Thyroidectomy for Graves’ disease is quite challenging with increased vascularity and high incidence of injury to parathyroids. Radioiodine ablation with its inflammatory changes can cause adhesions and make thyroidectomy more difficult. The surgeon has to carefully plan such surgeries and even might need to stage. The exposure has to be adequate and the dissection has to be meticulous for optimum results. We recommend ligation of both superior poles initially for adequate devascularization of the gland.
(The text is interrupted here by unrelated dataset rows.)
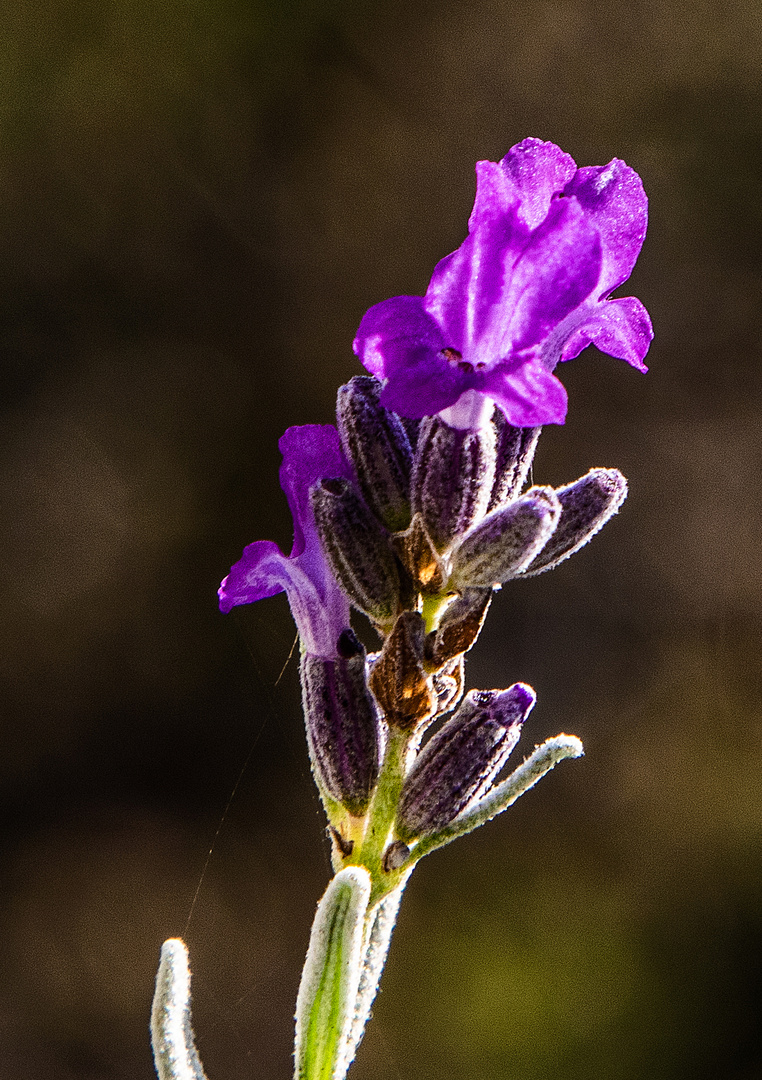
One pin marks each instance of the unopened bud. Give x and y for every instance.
(514, 456)
(448, 685)
(452, 477)
(459, 626)
(459, 764)
(377, 444)
(343, 727)
(586, 505)
(419, 556)
(398, 678)
(357, 549)
(507, 540)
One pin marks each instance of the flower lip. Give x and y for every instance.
(528, 287)
(311, 454)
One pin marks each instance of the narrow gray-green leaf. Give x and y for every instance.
(172, 1035)
(330, 980)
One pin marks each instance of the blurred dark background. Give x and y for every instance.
(199, 199)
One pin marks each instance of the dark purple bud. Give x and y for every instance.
(419, 556)
(356, 548)
(452, 478)
(398, 678)
(586, 505)
(448, 685)
(459, 626)
(343, 728)
(376, 442)
(459, 764)
(514, 454)
(506, 541)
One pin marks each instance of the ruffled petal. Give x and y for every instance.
(421, 381)
(260, 571)
(614, 202)
(311, 453)
(538, 171)
(398, 318)
(618, 327)
(556, 273)
(467, 285)
(321, 610)
(527, 393)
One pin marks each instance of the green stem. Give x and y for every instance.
(380, 821)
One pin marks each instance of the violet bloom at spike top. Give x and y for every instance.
(321, 610)
(528, 287)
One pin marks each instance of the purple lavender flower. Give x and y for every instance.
(321, 610)
(529, 286)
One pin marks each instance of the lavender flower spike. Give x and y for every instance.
(321, 610)
(529, 286)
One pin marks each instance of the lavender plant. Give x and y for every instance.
(413, 510)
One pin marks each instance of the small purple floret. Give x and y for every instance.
(528, 287)
(321, 610)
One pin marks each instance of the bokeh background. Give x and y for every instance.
(199, 199)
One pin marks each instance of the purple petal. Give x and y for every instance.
(311, 453)
(528, 393)
(614, 202)
(421, 381)
(400, 318)
(558, 270)
(259, 572)
(620, 327)
(320, 608)
(467, 285)
(538, 171)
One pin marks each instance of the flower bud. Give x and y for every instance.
(356, 548)
(343, 727)
(419, 556)
(586, 505)
(398, 678)
(452, 477)
(459, 764)
(376, 442)
(514, 454)
(459, 626)
(448, 685)
(507, 540)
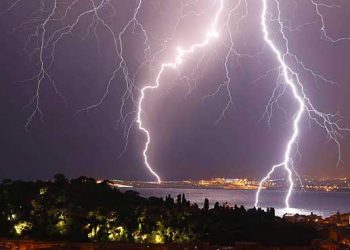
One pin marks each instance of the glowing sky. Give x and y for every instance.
(188, 141)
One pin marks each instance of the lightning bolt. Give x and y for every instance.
(55, 20)
(328, 122)
(181, 53)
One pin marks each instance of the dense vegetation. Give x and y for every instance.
(84, 210)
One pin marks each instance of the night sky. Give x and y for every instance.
(187, 142)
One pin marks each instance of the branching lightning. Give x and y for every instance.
(328, 122)
(55, 20)
(181, 53)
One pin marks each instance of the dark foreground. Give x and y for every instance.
(55, 214)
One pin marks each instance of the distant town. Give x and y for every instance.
(304, 183)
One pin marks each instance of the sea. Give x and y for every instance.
(301, 202)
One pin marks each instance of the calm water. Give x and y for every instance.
(321, 203)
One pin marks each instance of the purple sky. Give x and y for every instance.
(186, 141)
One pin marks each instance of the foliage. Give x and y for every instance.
(83, 209)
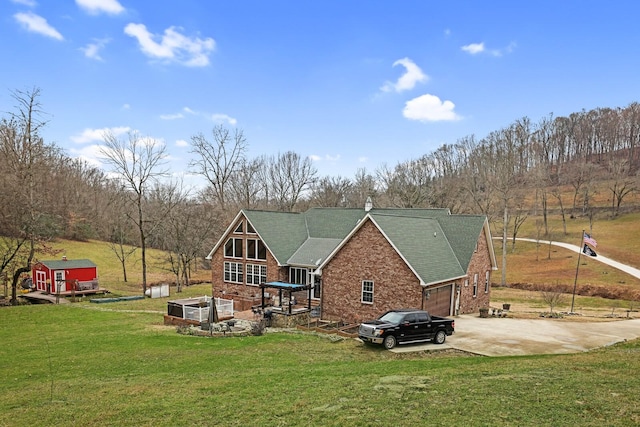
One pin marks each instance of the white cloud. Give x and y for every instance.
(477, 48)
(90, 154)
(172, 116)
(221, 118)
(473, 48)
(408, 80)
(429, 108)
(90, 135)
(94, 7)
(173, 46)
(37, 24)
(92, 50)
(28, 3)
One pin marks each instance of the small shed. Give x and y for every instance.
(65, 275)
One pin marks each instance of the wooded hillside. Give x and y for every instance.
(585, 164)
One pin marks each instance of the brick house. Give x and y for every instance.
(358, 263)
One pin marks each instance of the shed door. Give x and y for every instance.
(41, 280)
(439, 302)
(61, 285)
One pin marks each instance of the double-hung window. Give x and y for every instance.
(486, 282)
(256, 249)
(256, 274)
(298, 275)
(367, 291)
(233, 248)
(475, 285)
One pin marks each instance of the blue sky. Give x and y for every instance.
(350, 84)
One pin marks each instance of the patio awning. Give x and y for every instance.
(285, 286)
(289, 288)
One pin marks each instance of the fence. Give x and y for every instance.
(201, 314)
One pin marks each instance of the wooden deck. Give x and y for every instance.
(40, 296)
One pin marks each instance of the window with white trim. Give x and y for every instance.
(233, 272)
(367, 291)
(256, 249)
(299, 276)
(486, 282)
(475, 285)
(233, 248)
(256, 274)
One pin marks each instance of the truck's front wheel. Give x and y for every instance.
(389, 342)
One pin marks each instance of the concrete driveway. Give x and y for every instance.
(515, 337)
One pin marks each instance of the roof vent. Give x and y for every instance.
(368, 205)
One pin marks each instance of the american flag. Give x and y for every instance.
(590, 240)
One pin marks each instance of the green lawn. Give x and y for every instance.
(80, 364)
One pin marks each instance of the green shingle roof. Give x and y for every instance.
(436, 245)
(423, 244)
(281, 232)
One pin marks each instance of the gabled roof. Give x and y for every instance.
(313, 251)
(71, 263)
(423, 245)
(436, 245)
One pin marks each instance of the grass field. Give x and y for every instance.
(75, 364)
(117, 364)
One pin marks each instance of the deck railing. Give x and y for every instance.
(201, 314)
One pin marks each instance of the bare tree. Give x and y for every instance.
(139, 164)
(248, 186)
(289, 176)
(121, 240)
(219, 159)
(621, 181)
(331, 192)
(364, 185)
(25, 157)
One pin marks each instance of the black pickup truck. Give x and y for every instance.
(406, 326)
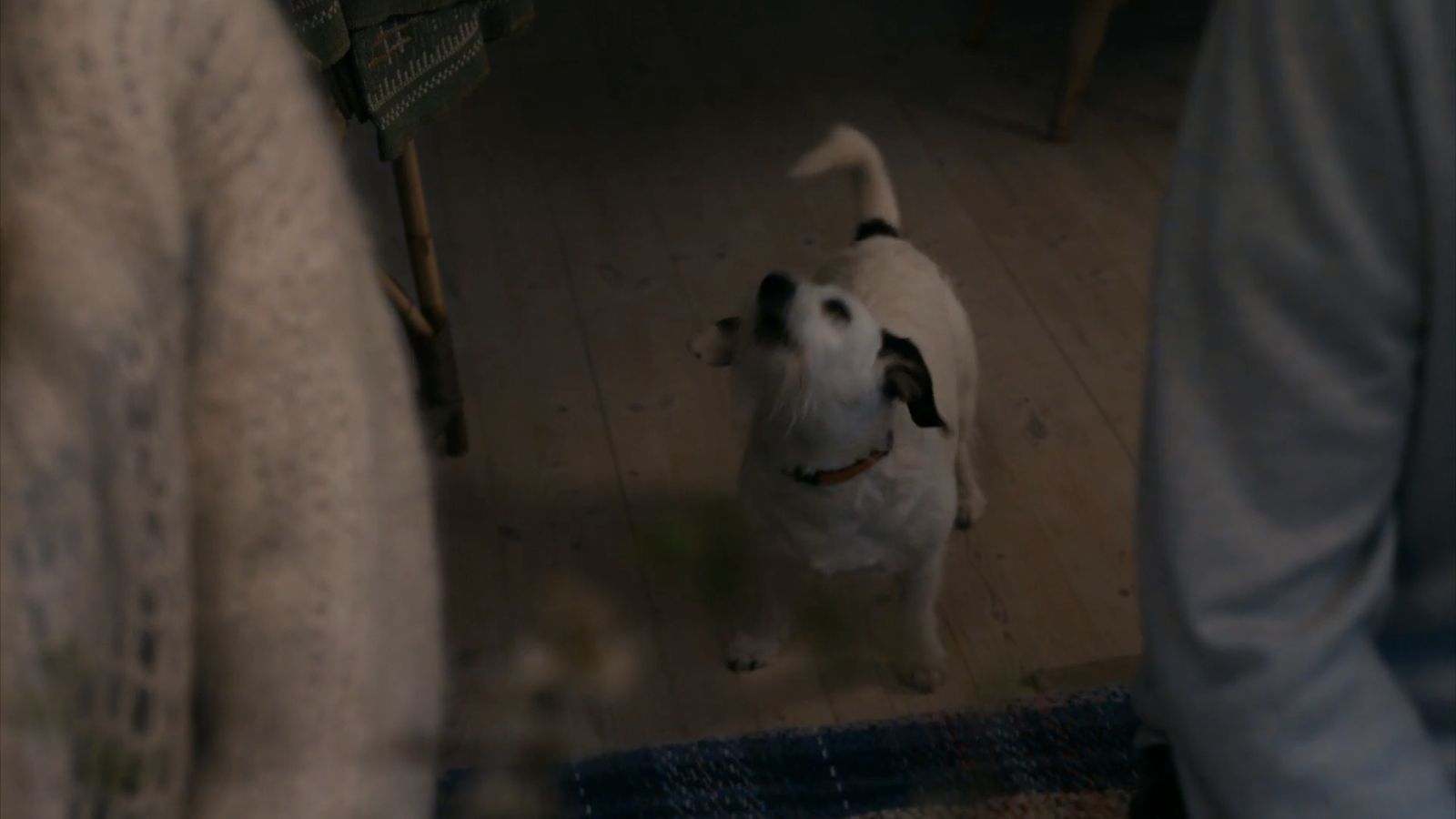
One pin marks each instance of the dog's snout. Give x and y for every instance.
(775, 292)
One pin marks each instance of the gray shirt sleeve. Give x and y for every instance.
(1283, 368)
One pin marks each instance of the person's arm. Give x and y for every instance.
(1283, 368)
(319, 656)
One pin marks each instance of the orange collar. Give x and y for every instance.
(844, 474)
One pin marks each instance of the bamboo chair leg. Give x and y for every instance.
(1088, 31)
(982, 22)
(439, 379)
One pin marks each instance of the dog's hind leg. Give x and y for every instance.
(970, 500)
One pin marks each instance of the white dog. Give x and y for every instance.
(863, 385)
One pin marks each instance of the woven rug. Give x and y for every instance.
(1067, 755)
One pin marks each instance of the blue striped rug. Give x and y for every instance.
(1069, 755)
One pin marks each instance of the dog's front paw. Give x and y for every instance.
(749, 653)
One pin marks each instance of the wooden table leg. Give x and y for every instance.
(434, 353)
(1088, 29)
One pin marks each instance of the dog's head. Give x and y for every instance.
(808, 353)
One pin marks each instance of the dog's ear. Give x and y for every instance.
(909, 379)
(717, 344)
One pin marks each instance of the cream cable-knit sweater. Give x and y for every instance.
(218, 592)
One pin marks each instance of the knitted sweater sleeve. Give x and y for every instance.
(319, 663)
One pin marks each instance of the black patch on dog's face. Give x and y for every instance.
(875, 228)
(775, 295)
(909, 379)
(837, 310)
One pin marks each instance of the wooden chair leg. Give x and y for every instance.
(1088, 31)
(434, 354)
(982, 22)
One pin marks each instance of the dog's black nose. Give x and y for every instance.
(775, 292)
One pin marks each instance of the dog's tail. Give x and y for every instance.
(848, 149)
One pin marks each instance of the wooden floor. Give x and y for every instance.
(618, 182)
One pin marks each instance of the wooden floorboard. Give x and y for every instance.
(619, 181)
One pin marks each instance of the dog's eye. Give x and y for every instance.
(836, 309)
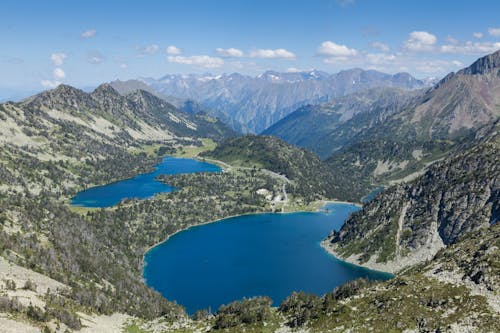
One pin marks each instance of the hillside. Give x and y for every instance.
(311, 177)
(408, 224)
(310, 125)
(258, 102)
(389, 138)
(61, 141)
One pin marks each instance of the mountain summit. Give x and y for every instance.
(255, 103)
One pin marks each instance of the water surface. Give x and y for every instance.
(141, 186)
(251, 255)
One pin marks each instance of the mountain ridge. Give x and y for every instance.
(258, 102)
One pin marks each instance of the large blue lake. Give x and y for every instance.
(141, 186)
(251, 255)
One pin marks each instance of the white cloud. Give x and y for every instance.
(494, 32)
(201, 60)
(345, 3)
(49, 83)
(95, 57)
(88, 34)
(59, 74)
(379, 58)
(419, 41)
(380, 46)
(470, 47)
(332, 49)
(477, 35)
(229, 53)
(149, 49)
(58, 58)
(452, 40)
(173, 50)
(272, 54)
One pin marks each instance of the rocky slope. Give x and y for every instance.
(327, 127)
(258, 102)
(409, 223)
(460, 102)
(390, 138)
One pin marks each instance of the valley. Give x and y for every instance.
(96, 188)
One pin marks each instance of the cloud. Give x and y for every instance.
(229, 53)
(477, 35)
(148, 49)
(59, 73)
(272, 54)
(380, 46)
(420, 41)
(293, 70)
(49, 83)
(332, 49)
(173, 50)
(470, 47)
(88, 34)
(379, 58)
(495, 32)
(198, 60)
(345, 3)
(58, 58)
(95, 57)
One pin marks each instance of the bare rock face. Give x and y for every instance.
(455, 196)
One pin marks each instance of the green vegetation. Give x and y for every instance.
(456, 195)
(311, 178)
(193, 150)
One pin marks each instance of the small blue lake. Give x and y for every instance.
(141, 186)
(251, 255)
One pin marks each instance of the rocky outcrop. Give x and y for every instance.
(407, 224)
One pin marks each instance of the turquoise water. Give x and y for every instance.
(141, 186)
(251, 255)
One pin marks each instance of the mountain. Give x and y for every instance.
(385, 136)
(408, 223)
(184, 104)
(458, 103)
(256, 103)
(310, 125)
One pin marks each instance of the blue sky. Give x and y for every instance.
(85, 43)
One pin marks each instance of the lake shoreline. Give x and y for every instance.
(352, 260)
(319, 210)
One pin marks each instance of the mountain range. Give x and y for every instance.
(252, 104)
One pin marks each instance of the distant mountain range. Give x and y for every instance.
(252, 104)
(388, 135)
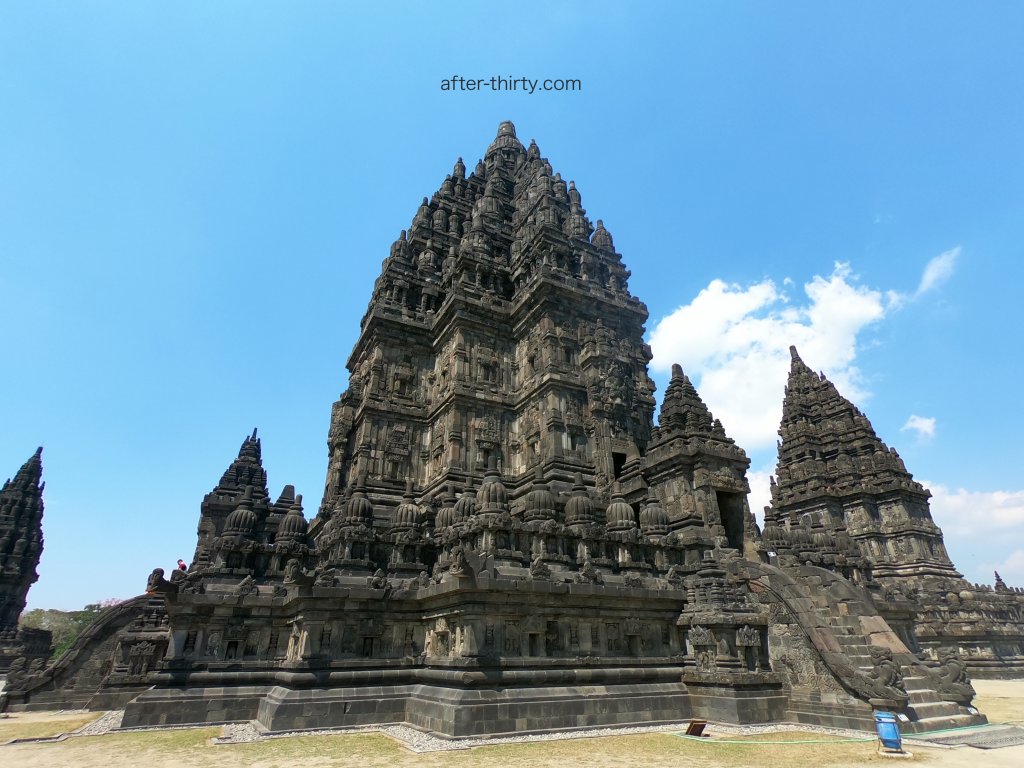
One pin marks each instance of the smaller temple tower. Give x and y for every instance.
(834, 472)
(20, 547)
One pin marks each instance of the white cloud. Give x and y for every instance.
(760, 493)
(981, 529)
(1011, 568)
(964, 512)
(923, 425)
(938, 270)
(734, 341)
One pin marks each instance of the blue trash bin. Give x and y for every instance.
(888, 728)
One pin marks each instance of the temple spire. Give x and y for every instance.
(20, 542)
(682, 410)
(247, 469)
(833, 465)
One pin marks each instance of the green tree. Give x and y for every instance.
(66, 625)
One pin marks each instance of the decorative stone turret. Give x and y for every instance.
(20, 548)
(834, 469)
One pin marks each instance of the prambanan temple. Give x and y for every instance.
(508, 542)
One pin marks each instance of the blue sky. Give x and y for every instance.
(196, 199)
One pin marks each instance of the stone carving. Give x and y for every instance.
(954, 685)
(589, 573)
(700, 636)
(539, 570)
(887, 677)
(247, 587)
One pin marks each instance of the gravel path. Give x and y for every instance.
(419, 741)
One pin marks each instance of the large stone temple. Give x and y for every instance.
(507, 541)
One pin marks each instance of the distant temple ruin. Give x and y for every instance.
(507, 542)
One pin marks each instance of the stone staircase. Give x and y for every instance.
(842, 616)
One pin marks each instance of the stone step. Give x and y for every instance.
(926, 710)
(941, 723)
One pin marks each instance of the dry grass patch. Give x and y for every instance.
(187, 749)
(42, 724)
(1001, 700)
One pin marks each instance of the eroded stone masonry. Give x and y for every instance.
(507, 542)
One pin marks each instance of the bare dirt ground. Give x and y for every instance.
(1003, 700)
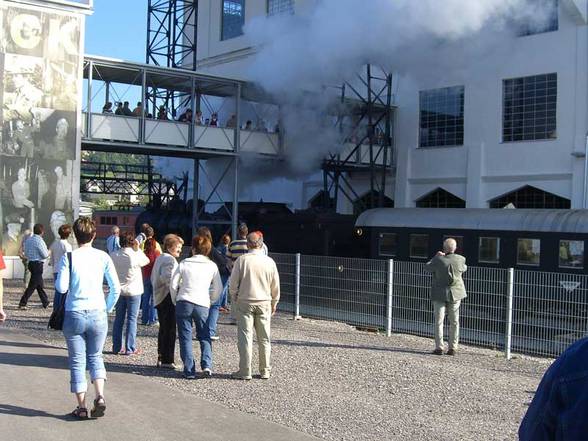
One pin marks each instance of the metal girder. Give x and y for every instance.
(374, 102)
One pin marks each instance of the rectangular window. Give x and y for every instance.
(419, 245)
(489, 250)
(441, 117)
(233, 19)
(280, 7)
(545, 20)
(459, 240)
(571, 254)
(529, 108)
(388, 244)
(528, 252)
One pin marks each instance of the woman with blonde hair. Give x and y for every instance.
(194, 286)
(85, 324)
(163, 269)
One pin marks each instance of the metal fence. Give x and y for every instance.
(529, 312)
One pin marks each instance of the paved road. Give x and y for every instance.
(35, 402)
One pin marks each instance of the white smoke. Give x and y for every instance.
(338, 36)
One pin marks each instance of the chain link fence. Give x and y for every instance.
(530, 312)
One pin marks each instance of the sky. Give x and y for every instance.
(118, 29)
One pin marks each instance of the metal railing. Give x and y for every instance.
(507, 309)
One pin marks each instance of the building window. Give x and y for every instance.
(489, 250)
(571, 254)
(419, 246)
(233, 19)
(440, 199)
(280, 7)
(441, 117)
(458, 240)
(528, 252)
(529, 108)
(547, 20)
(530, 197)
(388, 244)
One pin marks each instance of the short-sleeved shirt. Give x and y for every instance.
(237, 248)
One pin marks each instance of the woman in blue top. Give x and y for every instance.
(86, 322)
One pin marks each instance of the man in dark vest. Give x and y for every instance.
(447, 292)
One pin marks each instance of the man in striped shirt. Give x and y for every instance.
(238, 247)
(36, 252)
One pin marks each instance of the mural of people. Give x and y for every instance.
(40, 62)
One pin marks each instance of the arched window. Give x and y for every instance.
(440, 199)
(530, 197)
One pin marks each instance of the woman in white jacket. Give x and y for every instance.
(163, 269)
(195, 284)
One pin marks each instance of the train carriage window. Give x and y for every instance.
(571, 254)
(528, 252)
(459, 240)
(388, 244)
(419, 245)
(489, 250)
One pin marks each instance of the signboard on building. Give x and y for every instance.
(40, 80)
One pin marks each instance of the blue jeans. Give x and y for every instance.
(214, 310)
(57, 296)
(185, 313)
(148, 311)
(127, 306)
(85, 334)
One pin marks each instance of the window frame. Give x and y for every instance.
(410, 236)
(222, 26)
(581, 267)
(521, 104)
(497, 261)
(290, 12)
(528, 264)
(420, 143)
(380, 237)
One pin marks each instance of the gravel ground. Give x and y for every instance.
(337, 383)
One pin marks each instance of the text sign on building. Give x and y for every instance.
(40, 65)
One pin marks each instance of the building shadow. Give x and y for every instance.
(9, 409)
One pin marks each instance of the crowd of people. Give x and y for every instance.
(147, 279)
(188, 116)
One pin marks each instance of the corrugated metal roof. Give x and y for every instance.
(557, 221)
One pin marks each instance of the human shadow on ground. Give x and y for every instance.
(9, 409)
(343, 346)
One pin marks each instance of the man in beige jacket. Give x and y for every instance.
(254, 287)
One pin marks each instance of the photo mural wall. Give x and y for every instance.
(40, 77)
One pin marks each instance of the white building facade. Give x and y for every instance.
(509, 129)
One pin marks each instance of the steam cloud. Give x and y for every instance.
(337, 37)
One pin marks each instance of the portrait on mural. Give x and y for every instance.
(39, 80)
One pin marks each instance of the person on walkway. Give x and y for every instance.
(194, 286)
(560, 405)
(148, 311)
(85, 323)
(113, 241)
(26, 277)
(2, 268)
(58, 249)
(223, 264)
(128, 262)
(36, 252)
(254, 286)
(447, 292)
(238, 247)
(163, 269)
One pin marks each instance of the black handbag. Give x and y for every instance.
(58, 314)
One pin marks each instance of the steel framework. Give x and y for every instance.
(171, 42)
(129, 180)
(369, 106)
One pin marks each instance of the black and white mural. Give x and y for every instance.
(40, 65)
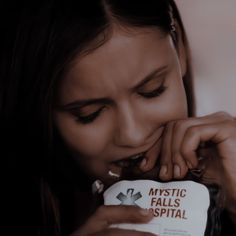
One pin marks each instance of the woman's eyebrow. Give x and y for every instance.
(150, 76)
(86, 102)
(105, 100)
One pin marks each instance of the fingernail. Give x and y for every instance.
(143, 163)
(176, 171)
(189, 165)
(163, 170)
(144, 212)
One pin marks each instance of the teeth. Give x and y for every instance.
(136, 156)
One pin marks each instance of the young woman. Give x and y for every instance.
(88, 91)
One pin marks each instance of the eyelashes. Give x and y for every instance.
(86, 119)
(154, 93)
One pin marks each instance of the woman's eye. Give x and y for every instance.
(153, 93)
(88, 118)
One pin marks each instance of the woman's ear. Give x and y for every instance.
(177, 37)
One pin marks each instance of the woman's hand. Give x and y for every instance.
(181, 142)
(98, 224)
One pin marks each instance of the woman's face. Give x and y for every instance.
(118, 98)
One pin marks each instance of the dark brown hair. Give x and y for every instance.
(41, 39)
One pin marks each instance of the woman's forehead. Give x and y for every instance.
(125, 51)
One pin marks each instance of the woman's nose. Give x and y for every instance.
(132, 130)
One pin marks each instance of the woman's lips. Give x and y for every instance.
(130, 161)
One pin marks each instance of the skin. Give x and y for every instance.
(130, 123)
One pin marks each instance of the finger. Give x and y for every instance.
(182, 165)
(165, 160)
(216, 133)
(122, 232)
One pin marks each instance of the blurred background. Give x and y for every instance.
(211, 29)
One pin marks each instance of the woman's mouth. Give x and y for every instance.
(131, 161)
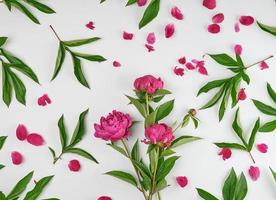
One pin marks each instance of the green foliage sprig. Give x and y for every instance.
(75, 139)
(64, 46)
(10, 80)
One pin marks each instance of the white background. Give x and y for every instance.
(37, 46)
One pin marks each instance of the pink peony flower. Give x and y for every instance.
(21, 132)
(182, 181)
(74, 165)
(176, 13)
(254, 173)
(148, 83)
(225, 153)
(160, 134)
(169, 30)
(114, 127)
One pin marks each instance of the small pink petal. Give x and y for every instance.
(210, 4)
(254, 173)
(116, 64)
(262, 148)
(151, 38)
(169, 30)
(16, 157)
(21, 132)
(214, 28)
(35, 139)
(238, 49)
(218, 18)
(264, 65)
(178, 71)
(90, 25)
(74, 165)
(149, 47)
(176, 13)
(182, 181)
(246, 20)
(127, 36)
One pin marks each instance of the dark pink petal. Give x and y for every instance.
(254, 173)
(176, 13)
(116, 64)
(182, 181)
(246, 20)
(169, 30)
(74, 165)
(178, 71)
(149, 47)
(210, 4)
(238, 49)
(35, 139)
(264, 65)
(17, 158)
(151, 38)
(218, 18)
(21, 132)
(213, 28)
(262, 147)
(90, 25)
(127, 36)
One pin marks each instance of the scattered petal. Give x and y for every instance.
(74, 165)
(35, 139)
(246, 20)
(182, 181)
(21, 132)
(176, 13)
(17, 158)
(218, 18)
(254, 173)
(262, 148)
(169, 30)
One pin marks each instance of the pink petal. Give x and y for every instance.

Although voice change with benign thyroid disease is unusual, cases have been reported. Laryngeal paralysis which may be reversible in most cases occurs rarely following radioiodine ablation. This is a case of nodular Graves with ophthalmopathy and dermopathy with voice change and not responded to radioiodine ablation with a thyroidectomy difficulty score. Her pre-operative indirect laryngoscopy showed phonatory gap. Indirect laryngoscopy at 6 weeks post-operative was normal. Various mechanisms associated with vocal palsy in benign thyroid disease include compression of recurrent laryngeal nerve and/or its blood supply between goiter and c-spine or trachea, stretching of nerve, per nodular inflammation producing minute artery thrombosis and fibrosis involving nerve, and direct involvement in thyroiditis.
Large Graves’ disease which is not controlled by drugs and radioactive iodine shall be a difficult thyroidectomy and the endocrine surgeon should prepare such cases in good synchronization with the endocrinologists and also anesthesiologist.